Como una parte nada negligible de los catalanes ha perdido la confianza en la política y, concretamente, en sus políticos, esta parte nada negligible de catalanes vehicula la respuesta a la catalanofobia ignorando la clase política. Por eso la indignación se canalizó contra la heladería de Gràcia, y no —o no tanto, o no de una manera tan evidente— contra una Conselleria de Política Lingüística que existe. ¿Que asumimos como cosmética? Sí. ¿Que está en manos del PSC? También. ¿Fue creada, precisamente, para gesticular y para no tener que encarar frontalmente la causa primera de la minorización del catalán? Efectivamente.

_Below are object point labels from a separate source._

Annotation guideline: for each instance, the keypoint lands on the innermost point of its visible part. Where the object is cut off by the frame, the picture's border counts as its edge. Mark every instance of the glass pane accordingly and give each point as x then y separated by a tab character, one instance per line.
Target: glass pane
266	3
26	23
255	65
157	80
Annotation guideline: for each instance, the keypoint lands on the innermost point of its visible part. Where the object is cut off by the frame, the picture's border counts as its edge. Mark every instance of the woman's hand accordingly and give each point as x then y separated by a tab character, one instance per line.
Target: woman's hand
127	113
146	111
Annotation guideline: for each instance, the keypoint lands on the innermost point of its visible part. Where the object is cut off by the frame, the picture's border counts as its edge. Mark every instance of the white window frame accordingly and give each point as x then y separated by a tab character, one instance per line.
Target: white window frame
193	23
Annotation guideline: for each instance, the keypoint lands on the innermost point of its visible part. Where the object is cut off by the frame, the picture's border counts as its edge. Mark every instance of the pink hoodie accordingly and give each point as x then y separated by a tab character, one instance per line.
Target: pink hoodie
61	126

Aun así, que los catalanes nos responsabilicemos de todo lo que hay que hacer para vivir en catalán en Catalunya, ignorando todo lo que se puede hacer desde la política con la ley en la mano para que eso sea posible, es excusar a todos aquellos que, viviendo de la política, escogen no hacer nada para revertir la situación.

La desprivatización del conflicto lingüístico es necesaria para devolver a la política aquello que es de la política, y para que los ciudadanos del país no tengan que frenar el españolismo con el cuerpo. O solo con el cuerpo. Pero la desconfianza absoluta sembrada por el procés y el inmovilismo de la clase política, consciente de que las sanciones, las inspecciones y las retiradas de licencia que hacen falta acelerarían un enfrentamiento que no quieren encarar, impiden que la desprivatización en cuestión sea posible. Estamos donde estamos, y la desprotección es la que es, porque los partidos que tendrían que velar por el fortalecimiento de la lengua y tendrían que encarar las consecuencias políticas —y judiciales, siempre judiciales— de hacer cumplir la normativa han escogido no hacerlo. Y como hace años —décadas— que han escogido no hacerlo, los catalanes hemos olvidado que esta es su responsabilidad, y nos la hemos hecho nuestra a la desesperada. Ahora que la realidad ha reventado el velo del relato impuesto, y que las consecuencias del españolismo que no descansa han impregnado nuestras rutinas de una manera insoslayable, quizás ha llegado el momento de devolver la responsabilidad política a las manos a las que pertenece. Es primordial que los catalanes no renunciemos a la autoestima, y que estemos dispuestos a encararnos personalmente a quien nos quiere ver desaparecer. Si esta misma autoestima la utilizamos para no regalar el voto a quien nos deja a la intemperie, sin embargo, todavía lo habremos hecho más útil.